In recent years, the market for solid-state imaging devices has expanded remarkably following the wide use of the digital cameras and mobile phones with cameras. Furthermore, digital single-lens reflex cameras have been available more and more in which a wide variety of optical lenses, from wide-angle lens to telephoto lens, are interchanged and used. Even in such a situation, the strong demand for thinner digital cameras still exists. Stated differently, this means that the focal length of a lens used for the camera module becomes shorter, and that light enters a solid-state imaging apparatus with a wide angle (that is, an angle obtained when measuring from a vertical axis of an incident surface of the solid-state imaging device is wider).
In solid-state imaging devices such as CCD image sensors or CMOS image sensors, an imaging region includes a plurality of semiconductor integrated circuits (unit pixels) having light-receiving elements arranged in a two-dimensional array, and converts a light signal from an object into an electric signal.

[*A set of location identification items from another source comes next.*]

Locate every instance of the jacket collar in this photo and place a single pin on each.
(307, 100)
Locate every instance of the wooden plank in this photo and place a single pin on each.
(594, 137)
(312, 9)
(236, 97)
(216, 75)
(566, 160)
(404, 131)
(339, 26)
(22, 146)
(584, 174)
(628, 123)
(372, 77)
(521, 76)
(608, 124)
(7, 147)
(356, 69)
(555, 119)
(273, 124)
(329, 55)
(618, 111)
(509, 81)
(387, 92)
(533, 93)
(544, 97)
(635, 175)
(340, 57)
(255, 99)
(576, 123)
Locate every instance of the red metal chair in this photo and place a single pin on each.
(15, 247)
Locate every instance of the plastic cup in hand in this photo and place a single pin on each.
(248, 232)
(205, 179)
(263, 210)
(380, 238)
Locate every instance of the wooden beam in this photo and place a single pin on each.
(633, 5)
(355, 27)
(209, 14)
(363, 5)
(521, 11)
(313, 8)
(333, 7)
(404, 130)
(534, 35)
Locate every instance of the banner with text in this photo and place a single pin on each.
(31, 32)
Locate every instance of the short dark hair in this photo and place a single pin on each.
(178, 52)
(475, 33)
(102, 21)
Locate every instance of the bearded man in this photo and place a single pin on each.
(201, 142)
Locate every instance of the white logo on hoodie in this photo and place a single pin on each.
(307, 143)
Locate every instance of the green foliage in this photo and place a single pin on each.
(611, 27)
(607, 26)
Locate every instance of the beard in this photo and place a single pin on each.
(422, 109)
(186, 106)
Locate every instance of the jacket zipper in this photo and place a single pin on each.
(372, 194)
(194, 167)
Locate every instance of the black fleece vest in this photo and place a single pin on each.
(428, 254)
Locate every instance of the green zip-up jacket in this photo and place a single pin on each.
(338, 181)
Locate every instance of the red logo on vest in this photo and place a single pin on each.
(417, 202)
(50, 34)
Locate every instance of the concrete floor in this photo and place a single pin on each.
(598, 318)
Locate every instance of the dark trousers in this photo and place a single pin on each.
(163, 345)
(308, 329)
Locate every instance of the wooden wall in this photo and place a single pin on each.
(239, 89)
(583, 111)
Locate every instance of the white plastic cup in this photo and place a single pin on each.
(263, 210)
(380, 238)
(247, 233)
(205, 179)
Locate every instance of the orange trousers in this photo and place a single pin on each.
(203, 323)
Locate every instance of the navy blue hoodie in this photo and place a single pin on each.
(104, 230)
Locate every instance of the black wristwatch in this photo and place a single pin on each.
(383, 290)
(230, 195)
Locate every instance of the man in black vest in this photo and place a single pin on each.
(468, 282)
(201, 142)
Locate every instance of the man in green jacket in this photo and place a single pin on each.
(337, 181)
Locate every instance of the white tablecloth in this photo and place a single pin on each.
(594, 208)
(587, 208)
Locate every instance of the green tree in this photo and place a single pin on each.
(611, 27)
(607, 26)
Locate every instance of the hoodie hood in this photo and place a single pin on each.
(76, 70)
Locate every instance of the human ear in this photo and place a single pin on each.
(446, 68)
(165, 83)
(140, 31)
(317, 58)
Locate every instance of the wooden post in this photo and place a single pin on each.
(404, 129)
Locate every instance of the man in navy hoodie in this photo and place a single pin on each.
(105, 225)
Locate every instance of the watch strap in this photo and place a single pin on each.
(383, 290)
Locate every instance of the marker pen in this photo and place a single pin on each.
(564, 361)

The sensitivity of the solid-state imaging device is defined based on an amount of output current of a light-receiving element to an amount of incident light. Therefore, leading the incident light surely into the light-receiving element is an important factor for improving the sensitivity.
FIG. 10 shows an example of a basic structure of a common unit pixel 300 in the conventional technique.
The unit pixel 300 includes, as shown in FIG. 10, a microlens 305, a color filter 302, an Al wire 303, a signal transmission unit 304, a planarization layer 308, a light-receiving element 306, and a Si substrate 307. In this configuration, incident light 356 (light indicated by dashed lines) which enters vertically into the microlens 305 is separated into colors using one of red (R), green (G), and blue (B) color filters 302, and then converted into an electric signal at the light-receiving element 306. For its relatively high light-collection efficiency, microlenses having the above configuration are used in almost all solid-state imaging devices.
However, since the solid-state imaging device includes a plurality of unit pixels arranged in two-dimensional array as described above, the incident angle of light entering the unit pixels leans as the unit pixel is farther from the middle portion (center portion) toward the peripheral portion of the imaging region. As a result, a problem is caused that the light-collection efficiency of the unit pixels in the peripheral portion decreases as compared with that of the unit pixels at the middle portion. For example, when the light is received by the unit pixel 300 of the conventional technique shown in FIG. 10, the incident angle of the light entering the unit pixel 300 is smaller at the middle portion of the imaging region (as the incident light 356 indicated by dashed lines), whereby almost all of the light is collected by the light-receiving element 306 and become effective light. In contrast, in the peripheral portion of the imaging region, the incident angle of the light entering the unit pixel 300 is greater in the peripheral portion of the imaging region (as the incident light 357 indicated by the solid lines), which causes the incident light 357 to be intercepted by the Al wire 303 in the unit pixel 300 and unable to reach the light-receiving element 306. Therefore, the light-collection efficiency is reduced.
In view of this, as shown in FIG. 11, the Al wire 303 and the light-receiving element 306 are shifted (shrank) in an outward direction (toward the edge) in the imaging region of the unit pixel 300 in the peripheral portion of the imaging region, in an attempt to improve the light-collection efficiency of the incident light 357 having a great incident angle.
Alternatively, as another measure for solving the above decrease in collection efficiency, a solid-state imaging device has been proposed which realizes a gradient index lens having effective refractive index distribution with its fine structure smaller than or approximately the same as the wavelength of incident light (for example, see Patent Literature (PTL) 1). Specifically, at the center portion of the imaging region in the solid-state imaging device, a gradient index lens having an effective refractive index distribution symmetrical to the center of the unit pixel is formed with a combination of a plurality of zones which is in a concentric structure and divided into line width approximately the same or shorter than the wavelength of the incident light. Furthermore, in the peripheral portion of the imaging region of the solid-state imaging device, the gradient index lens having the effective refractive index distribution asymmetrical to the center of the unit pixel is formed with a combination of a plurality of zones which is in a concentric structure and divided into line width approximately the same or shorter than a wavelength of incident light, and the center of the concentric structure is shifted (offset) from the center of the unit pixel. With this configuration, even when the light incident on the peripheral portion of the solid-state imaging device enters obliquely with a great angle relative to a vertical axis of the incident surface (light-receiving surface), the incident light can be collected at the light-receiving element and the sensitivity in the peripheral portion of the solid-state imaging element can be equivalent to that obtained at the middle portion. As a result, when the incident angle of the principal light ray from the optical lens of the camera is constant, the sensitivity can be prevented from being decreased.